- French: Mariages
- Directed by: Catherine Martin
- Written by: Catherine Martin
- Produced by: Lorraine Dufour
- Starring: Marie-Ève Bertrand Guylaine Tremblay Hélène Loiselle
- Cinematography: Jean-Claude Labrecque
- Edited by: Lorraine Dufour
- Music by: Robert Marcel Lepage
- Production companies: Coop Vidéo de Montréal Productions 23
- Distributed by: Film Tonic
- Release date: August 27, 2001 (MWFF);
- Running time: 95 minutes
- Country: Canada
- Language: French

= Marriages (2001 film) =

2001 film by Catherine Martin

Marriages (Mariages) is a Canadian drama film, directed by Catherine Martin and released in 2001. The film centres on Yvonne (Marie-Ève Bertrand), a young girl in 19th-century Quebec whose life is turned upside down by both her own sexual awakening and the apparent return of her mother, who died giving birth to her.

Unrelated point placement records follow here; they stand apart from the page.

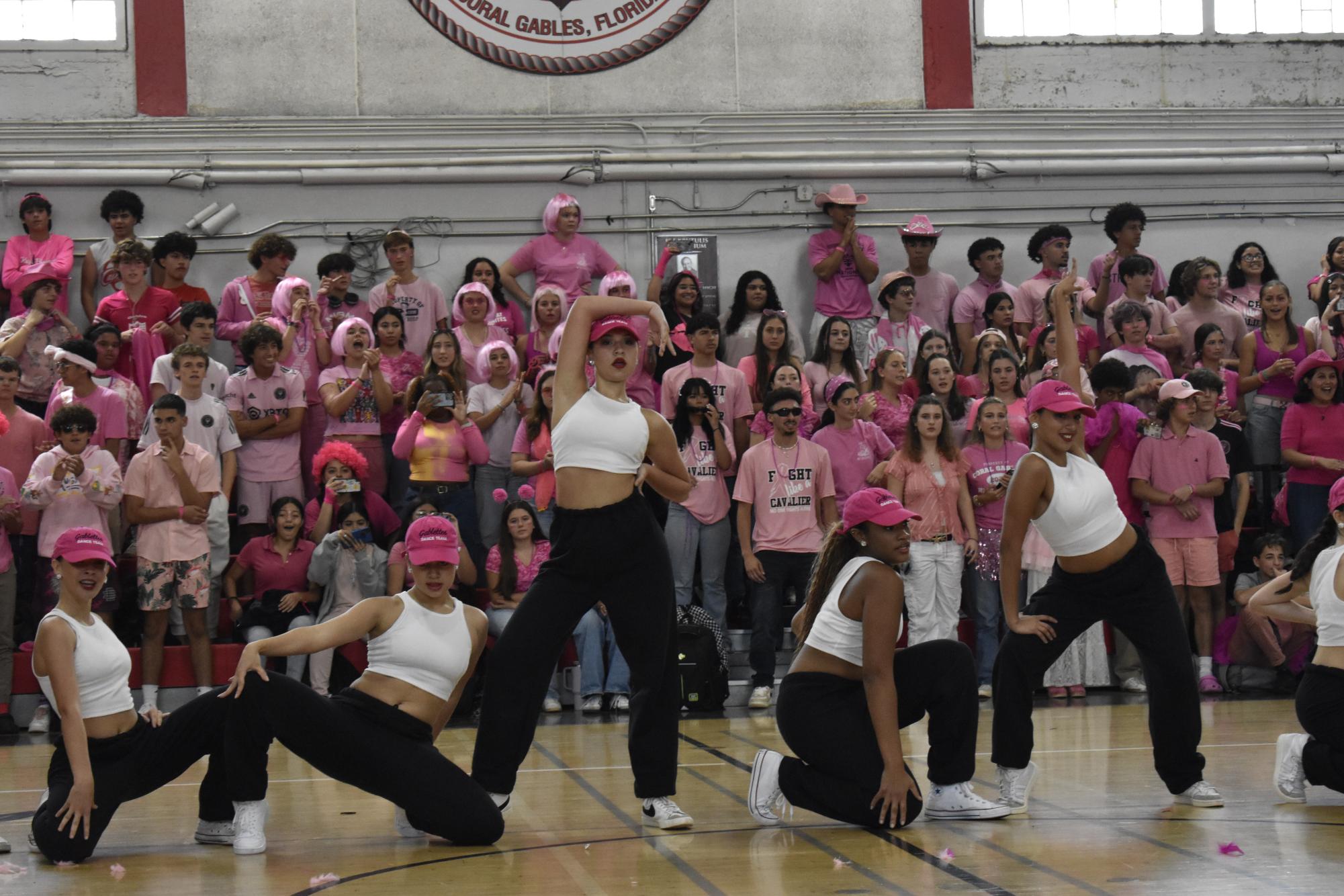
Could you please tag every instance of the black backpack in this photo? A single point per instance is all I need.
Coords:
(702, 660)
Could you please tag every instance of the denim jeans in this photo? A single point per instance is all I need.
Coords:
(686, 535)
(593, 637)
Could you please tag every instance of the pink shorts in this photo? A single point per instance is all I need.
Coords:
(255, 499)
(1190, 561)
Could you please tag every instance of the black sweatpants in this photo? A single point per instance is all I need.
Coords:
(617, 555)
(1320, 709)
(825, 722)
(1134, 596)
(359, 741)
(781, 570)
(132, 765)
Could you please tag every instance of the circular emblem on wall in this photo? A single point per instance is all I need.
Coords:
(559, 37)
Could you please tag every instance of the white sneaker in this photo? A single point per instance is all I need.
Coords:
(960, 801)
(1202, 796)
(765, 800)
(404, 825)
(1015, 788)
(1289, 776)
(663, 813)
(251, 827)
(214, 834)
(1133, 686)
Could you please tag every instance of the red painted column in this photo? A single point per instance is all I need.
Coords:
(946, 36)
(161, 57)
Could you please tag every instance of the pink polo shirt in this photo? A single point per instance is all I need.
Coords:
(846, 294)
(255, 398)
(709, 502)
(1030, 306)
(570, 265)
(785, 488)
(1168, 464)
(854, 453)
(150, 479)
(969, 306)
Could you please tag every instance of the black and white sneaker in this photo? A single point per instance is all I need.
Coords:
(663, 813)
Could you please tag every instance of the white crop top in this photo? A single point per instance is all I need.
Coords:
(601, 435)
(103, 670)
(835, 633)
(1083, 515)
(1329, 608)
(424, 648)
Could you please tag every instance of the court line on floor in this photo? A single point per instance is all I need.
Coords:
(960, 874)
(637, 827)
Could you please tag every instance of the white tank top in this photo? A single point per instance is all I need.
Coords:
(103, 670)
(598, 433)
(1083, 515)
(424, 648)
(835, 633)
(1329, 608)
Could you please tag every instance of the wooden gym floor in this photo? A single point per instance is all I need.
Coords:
(1101, 823)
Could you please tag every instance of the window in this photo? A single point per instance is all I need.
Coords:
(1120, 21)
(75, 25)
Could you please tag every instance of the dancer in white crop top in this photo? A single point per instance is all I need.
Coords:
(379, 733)
(1104, 570)
(1313, 594)
(850, 691)
(109, 756)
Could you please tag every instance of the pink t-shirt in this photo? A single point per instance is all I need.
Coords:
(785, 490)
(569, 265)
(709, 502)
(150, 479)
(1167, 464)
(846, 294)
(854, 453)
(526, 574)
(969, 306)
(362, 417)
(255, 398)
(987, 469)
(422, 307)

The film's cast also includes Guylaine Tremblay, Hélène Loiselle, David Boutin, Mirianne Brûlé and Raymond Cloutier.

==Critical response==
The film was named to the Toronto International Film Festival's annual Canada's Top Ten list for 2001, and Martin received a Genie Award nomination for Best Screenplay at the 22nd Genie Awards.